Dari grafik tersebut harga minyak goreng terlihat tidak berfluktuasi terlalu tajam, cenderung lebih  stabil.

       II.            Potensi Pasar Minyak Goreng
Kebutuhan minyak nabati dan lemak dunia terus meningkat sejalan dengan pertumbuhan  penduduk. Jumlah penduduk di daerah asia dan timur jauh telah mencapai 3,2 milyar atau  meliputi 50% penduduk dunia (Pahan, Iyung. 2006). Dari sisi konsumsi minyak goreng, kawasan asia masih memiliki tingkat konsumsi di bawah rata-rata konsumsi dunia, dan sejalan dengan tingkat kemakmuran yang akan terus meningkat di wilayah  ini, maka konsumsi minyak goreng  juga akan terus tumbuh. Hal ini menunjukkan potensi pasar yang besar untuk minyak goreng sawit.Dari sisi geo strategis, terlihat bahwa pasar China dan India dengan jumlah penduduk yang besar merupakan  pasar yang harus dimaksimalkan oleh produksi minyak goreng sawit Indonesia. Kedekatan  jarak merupakan nilai tambah bagi Indonesia. Oleh sebab itu, memaksimalkan pasar China dan India jelas lebih menguntungkan ketimbang menjual produksi ke wilayah Eropa atau Amerika yang mempunyai jangkauan  jarak  yang lebih jauh sehingga akan memerlukan biaya angkut yang lebih tinggi.

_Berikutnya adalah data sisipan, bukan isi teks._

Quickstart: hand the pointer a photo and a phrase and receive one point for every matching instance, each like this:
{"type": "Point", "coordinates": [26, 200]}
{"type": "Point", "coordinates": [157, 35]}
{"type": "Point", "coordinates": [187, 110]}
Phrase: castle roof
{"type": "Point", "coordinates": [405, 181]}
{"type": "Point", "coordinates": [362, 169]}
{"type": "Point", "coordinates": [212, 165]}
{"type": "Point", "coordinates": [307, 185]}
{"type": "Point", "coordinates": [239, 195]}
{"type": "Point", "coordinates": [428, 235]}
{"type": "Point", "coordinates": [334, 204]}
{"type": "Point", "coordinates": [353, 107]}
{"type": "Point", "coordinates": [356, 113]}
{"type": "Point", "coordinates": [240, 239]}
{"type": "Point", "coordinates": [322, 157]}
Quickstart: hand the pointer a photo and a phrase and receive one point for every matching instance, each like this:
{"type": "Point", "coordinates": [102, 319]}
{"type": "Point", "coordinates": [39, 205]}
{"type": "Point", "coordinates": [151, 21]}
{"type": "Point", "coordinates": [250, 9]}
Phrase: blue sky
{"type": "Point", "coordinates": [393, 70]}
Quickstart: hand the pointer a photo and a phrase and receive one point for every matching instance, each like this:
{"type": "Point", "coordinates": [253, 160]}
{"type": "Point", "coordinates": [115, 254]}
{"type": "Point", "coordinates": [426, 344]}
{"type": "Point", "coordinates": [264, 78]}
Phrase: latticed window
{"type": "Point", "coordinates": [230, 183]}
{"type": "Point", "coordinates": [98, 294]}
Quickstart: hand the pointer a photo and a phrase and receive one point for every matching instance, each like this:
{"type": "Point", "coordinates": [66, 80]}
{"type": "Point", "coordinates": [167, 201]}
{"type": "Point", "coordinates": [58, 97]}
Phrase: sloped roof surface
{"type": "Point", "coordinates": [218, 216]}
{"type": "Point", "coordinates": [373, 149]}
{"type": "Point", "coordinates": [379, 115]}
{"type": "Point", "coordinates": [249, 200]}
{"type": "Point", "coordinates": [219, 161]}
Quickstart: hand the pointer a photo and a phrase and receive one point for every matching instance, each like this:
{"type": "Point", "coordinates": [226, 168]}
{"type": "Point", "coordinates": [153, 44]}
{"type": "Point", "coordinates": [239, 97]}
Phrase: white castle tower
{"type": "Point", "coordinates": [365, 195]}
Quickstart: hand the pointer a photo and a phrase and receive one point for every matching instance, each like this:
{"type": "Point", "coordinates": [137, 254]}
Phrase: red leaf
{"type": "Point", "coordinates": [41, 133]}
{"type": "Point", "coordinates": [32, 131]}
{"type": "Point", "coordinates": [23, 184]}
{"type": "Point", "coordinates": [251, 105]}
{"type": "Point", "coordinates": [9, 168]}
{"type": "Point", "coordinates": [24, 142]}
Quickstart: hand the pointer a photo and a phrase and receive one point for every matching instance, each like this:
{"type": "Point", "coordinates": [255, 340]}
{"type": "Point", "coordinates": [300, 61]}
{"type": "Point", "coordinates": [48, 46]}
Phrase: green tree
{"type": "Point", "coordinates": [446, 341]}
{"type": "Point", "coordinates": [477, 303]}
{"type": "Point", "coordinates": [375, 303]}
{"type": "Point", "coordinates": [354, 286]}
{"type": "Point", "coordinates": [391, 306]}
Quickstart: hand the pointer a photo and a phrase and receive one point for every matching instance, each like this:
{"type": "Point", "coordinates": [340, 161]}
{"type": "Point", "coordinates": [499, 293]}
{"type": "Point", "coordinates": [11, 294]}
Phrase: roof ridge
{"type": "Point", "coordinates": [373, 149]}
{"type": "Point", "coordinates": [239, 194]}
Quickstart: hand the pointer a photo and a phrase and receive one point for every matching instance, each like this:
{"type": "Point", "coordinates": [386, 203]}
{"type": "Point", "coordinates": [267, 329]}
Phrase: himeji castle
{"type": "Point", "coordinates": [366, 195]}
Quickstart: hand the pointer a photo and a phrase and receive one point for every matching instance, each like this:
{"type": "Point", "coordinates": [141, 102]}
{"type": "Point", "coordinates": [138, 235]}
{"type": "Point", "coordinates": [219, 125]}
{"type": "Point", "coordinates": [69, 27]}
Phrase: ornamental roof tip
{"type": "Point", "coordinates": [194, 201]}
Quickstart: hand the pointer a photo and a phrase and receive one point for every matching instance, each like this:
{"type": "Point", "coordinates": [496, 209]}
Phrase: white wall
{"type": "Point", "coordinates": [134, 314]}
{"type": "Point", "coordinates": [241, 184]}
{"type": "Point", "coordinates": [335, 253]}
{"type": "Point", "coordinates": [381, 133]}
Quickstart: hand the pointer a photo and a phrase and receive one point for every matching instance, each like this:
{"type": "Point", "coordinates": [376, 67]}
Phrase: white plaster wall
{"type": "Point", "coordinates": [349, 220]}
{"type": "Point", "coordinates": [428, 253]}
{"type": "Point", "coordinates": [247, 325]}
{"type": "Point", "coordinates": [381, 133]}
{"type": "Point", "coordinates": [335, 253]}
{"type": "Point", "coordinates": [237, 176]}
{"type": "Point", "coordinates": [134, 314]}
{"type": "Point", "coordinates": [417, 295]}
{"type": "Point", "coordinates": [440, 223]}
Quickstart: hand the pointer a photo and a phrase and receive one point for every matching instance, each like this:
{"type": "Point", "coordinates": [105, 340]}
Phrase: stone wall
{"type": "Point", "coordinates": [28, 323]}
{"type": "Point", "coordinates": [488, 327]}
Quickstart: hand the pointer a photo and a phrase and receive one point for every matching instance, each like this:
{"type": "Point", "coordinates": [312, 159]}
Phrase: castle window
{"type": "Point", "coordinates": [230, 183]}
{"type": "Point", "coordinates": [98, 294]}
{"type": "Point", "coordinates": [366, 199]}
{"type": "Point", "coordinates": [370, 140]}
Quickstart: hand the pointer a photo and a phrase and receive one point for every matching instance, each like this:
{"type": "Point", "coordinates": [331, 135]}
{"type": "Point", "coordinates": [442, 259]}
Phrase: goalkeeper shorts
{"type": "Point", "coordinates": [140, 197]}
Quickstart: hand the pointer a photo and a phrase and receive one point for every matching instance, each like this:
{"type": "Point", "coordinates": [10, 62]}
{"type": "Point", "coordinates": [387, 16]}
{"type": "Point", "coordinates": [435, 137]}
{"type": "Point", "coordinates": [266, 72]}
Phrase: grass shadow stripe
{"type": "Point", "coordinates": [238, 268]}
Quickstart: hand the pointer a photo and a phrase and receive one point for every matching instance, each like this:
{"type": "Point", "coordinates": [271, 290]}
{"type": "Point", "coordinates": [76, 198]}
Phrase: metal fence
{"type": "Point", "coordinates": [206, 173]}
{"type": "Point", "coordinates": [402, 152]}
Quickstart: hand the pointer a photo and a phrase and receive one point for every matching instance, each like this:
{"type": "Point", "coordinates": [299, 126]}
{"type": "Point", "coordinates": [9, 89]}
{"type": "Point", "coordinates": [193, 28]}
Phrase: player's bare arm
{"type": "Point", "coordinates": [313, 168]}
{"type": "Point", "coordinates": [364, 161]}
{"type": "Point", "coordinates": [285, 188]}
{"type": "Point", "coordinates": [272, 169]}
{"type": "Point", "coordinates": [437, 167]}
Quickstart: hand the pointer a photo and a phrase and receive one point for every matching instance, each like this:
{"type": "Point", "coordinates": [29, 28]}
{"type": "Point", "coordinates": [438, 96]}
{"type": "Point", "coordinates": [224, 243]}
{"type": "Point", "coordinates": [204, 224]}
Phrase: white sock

Dari gambar diatas, presentase penyebaran pabrik minyak goreng di Indonesia adalah sebagai berikut :
a.       Sumatera Utara           30.46 %
b.      Riau                             24.83 %
c.       DKI Jakarta                13.01 %
d.      Jawa Timur                  9.62 %
e.       Sumatera Selatan        7.18 %
f.       Sulawesi Utara            5.28 %
g.      Jawa Barat                  3.38 %
h.      Sumatera Barat           1.97 %
i.        Lampung                     1.74 %
j.        Sulawesi Tengah         0.70 %
k.      Kalimantan Barat        0.64 %
l.        Jambi                           0.59 %
m.    Jawa Tengah               0.59 %

Berdasarkan tabulasi data dapat diinformasikan bahwa pabrik minyak goreng di Indonesia telah berkembang di 13 propinsi. Wilayah terluas terdapat di Sumatera, diikuti Jawa, Sulawesi dan Kalimantan. Lima propinsi terluas berturut-turut adalah Sumatera Utara (30.46%), Riau (24.83%),  DKI Jakarta (13.01%), Jawa Timur (9.62%) dan Sumatera Selatan (7.18%).
Dengan luasnya perkembangan pabrik minyak goreng serta berlimpahnya sumber bahan baku minyak goreng di Indonesia, sangat diharapkan industri minyak goreng di Indonesia dapat terus memperluas pasarnya hingga keluar negeri.

       III.      Perkembangan Produksi dan Konsumsi Minyak Goreng
Perbandingan produksi dan konsumsi  minyak goreng sawit di Indonesia disajikan dalam tabel berikut:

Dari tabel diatas terlihat bahwa Indonesia surplus produksi minyak goreng, dimana konsumsi domestik telah terpenuhi dari industri minyak goreng dalam  negeri, sisanya, diekspor ke negara lain.